More than four million people in Spain tuned in for the show’s premiere (Credit: Netflix)
From the start, La Casa de Papel was a hit with viewers in its native Spain. More than four million viewers watched its premiere, almost double the number of its closest competitor. Spanish newspaper El Pais called it “outstanding,” noting its complicated storytelling and the ways it subverts the idea of ‘good guys’ and ‘bad guys’. The multi-dimensional characters and the narrative tension, as well as the unique setting at the Mint, made it stand out among Spanish TV offerings, Cubells says. It also gives its female characters at least equal attention, an innovation for Spanish TV: “It dropped that extra testosterone,” she says.
It also received global critical acclaim. University of Amsterdam publication Medium Magazine compared it favourably to Quentin Tarantino’s Reservoir Dogs: “The show orchestrates its twists and turns masterfully, leaving you gasping for more after each episode.” Israel’s Haaretz called it “seriously riveting” and a “mini-masterclass in setting up a story.”

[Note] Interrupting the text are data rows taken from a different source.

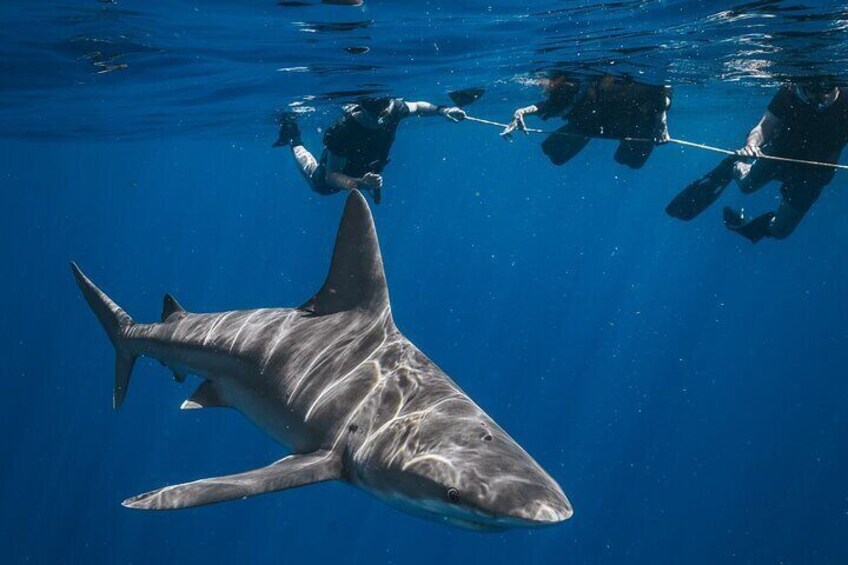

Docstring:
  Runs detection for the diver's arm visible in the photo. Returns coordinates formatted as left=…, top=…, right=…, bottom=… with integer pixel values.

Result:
left=736, top=111, right=781, bottom=157
left=324, top=151, right=383, bottom=190
left=405, top=101, right=465, bottom=122
left=501, top=104, right=539, bottom=139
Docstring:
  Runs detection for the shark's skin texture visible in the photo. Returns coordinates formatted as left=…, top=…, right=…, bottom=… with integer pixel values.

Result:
left=72, top=192, right=572, bottom=530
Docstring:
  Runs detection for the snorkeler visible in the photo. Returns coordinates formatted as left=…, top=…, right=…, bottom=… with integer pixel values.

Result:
left=501, top=72, right=671, bottom=169
left=274, top=98, right=465, bottom=204
left=666, top=80, right=848, bottom=243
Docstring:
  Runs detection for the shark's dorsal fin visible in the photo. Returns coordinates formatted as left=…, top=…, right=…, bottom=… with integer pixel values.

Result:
left=301, top=190, right=389, bottom=316
left=162, top=294, right=185, bottom=322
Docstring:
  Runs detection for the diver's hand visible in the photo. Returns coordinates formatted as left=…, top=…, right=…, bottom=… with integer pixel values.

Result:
left=356, top=173, right=383, bottom=190
left=441, top=106, right=465, bottom=122
left=501, top=108, right=529, bottom=140
left=736, top=145, right=763, bottom=159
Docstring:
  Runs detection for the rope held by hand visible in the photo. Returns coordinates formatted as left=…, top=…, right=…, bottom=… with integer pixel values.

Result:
left=465, top=114, right=848, bottom=171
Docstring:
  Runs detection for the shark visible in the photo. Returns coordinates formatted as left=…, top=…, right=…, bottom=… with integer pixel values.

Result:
left=71, top=191, right=573, bottom=531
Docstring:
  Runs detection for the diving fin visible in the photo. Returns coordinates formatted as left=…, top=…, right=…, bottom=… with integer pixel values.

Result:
left=665, top=157, right=737, bottom=222
left=448, top=88, right=486, bottom=108
left=122, top=451, right=342, bottom=510
left=724, top=206, right=774, bottom=243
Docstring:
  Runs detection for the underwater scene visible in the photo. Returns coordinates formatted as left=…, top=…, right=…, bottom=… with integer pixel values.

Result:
left=0, top=0, right=848, bottom=565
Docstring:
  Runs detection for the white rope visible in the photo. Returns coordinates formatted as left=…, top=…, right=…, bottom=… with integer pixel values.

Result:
left=465, top=114, right=848, bottom=171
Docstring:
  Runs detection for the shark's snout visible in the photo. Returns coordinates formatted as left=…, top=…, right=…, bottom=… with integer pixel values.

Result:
left=512, top=497, right=574, bottom=526
left=500, top=480, right=574, bottom=526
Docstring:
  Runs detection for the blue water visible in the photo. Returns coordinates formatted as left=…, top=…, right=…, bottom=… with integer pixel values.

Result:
left=0, top=0, right=848, bottom=565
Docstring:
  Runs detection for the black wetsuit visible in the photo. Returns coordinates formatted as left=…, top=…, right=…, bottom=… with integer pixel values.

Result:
left=536, top=76, right=669, bottom=169
left=313, top=98, right=409, bottom=194
left=748, top=86, right=848, bottom=212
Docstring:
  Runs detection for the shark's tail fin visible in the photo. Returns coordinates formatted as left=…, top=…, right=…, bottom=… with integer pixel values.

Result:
left=71, top=262, right=136, bottom=410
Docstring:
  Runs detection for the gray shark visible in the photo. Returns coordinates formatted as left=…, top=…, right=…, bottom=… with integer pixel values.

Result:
left=71, top=192, right=572, bottom=531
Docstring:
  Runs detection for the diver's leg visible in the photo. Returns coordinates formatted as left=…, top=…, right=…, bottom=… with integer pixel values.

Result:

The programme gives its female characters at least equal attention (Credit: Netflix)
New Statesman’s Pauline Bock theorised that audiences were responding to its anti-capitalist themes in a time of financial uncertainty. She acknowledged its over-the-top plot – and its addictive qualities. “It’s utterly ridiculous,” she wrote. “And we couldn’t stop watching.” John Doyle at the Canadian Globe and Mail echoed these thoughts: “It’s a heist-centric multipart drama that upends most clichés of heist movies and celebrates others. It is also deliciously melodramatic at times, riffing on the telenovela style of telling one concentrated storyline that has outrageous twists and much passion. But it throws into the recipe a deeply serious social agenda and, at times, what’s unfolding is at the level of the best premium cable drama in this neck of the woods.”
The show’s success around the world marks a turning point for Spanish TV, Cubells explains. “We have not managed to export culture, ways of life, of thought,” she says, until La Casa de Papel.
In fact, La Casa de Papel is doing something even bigger: it’s setting the bar for TV drama that can appeal not just to its culture of origin, but to everyone.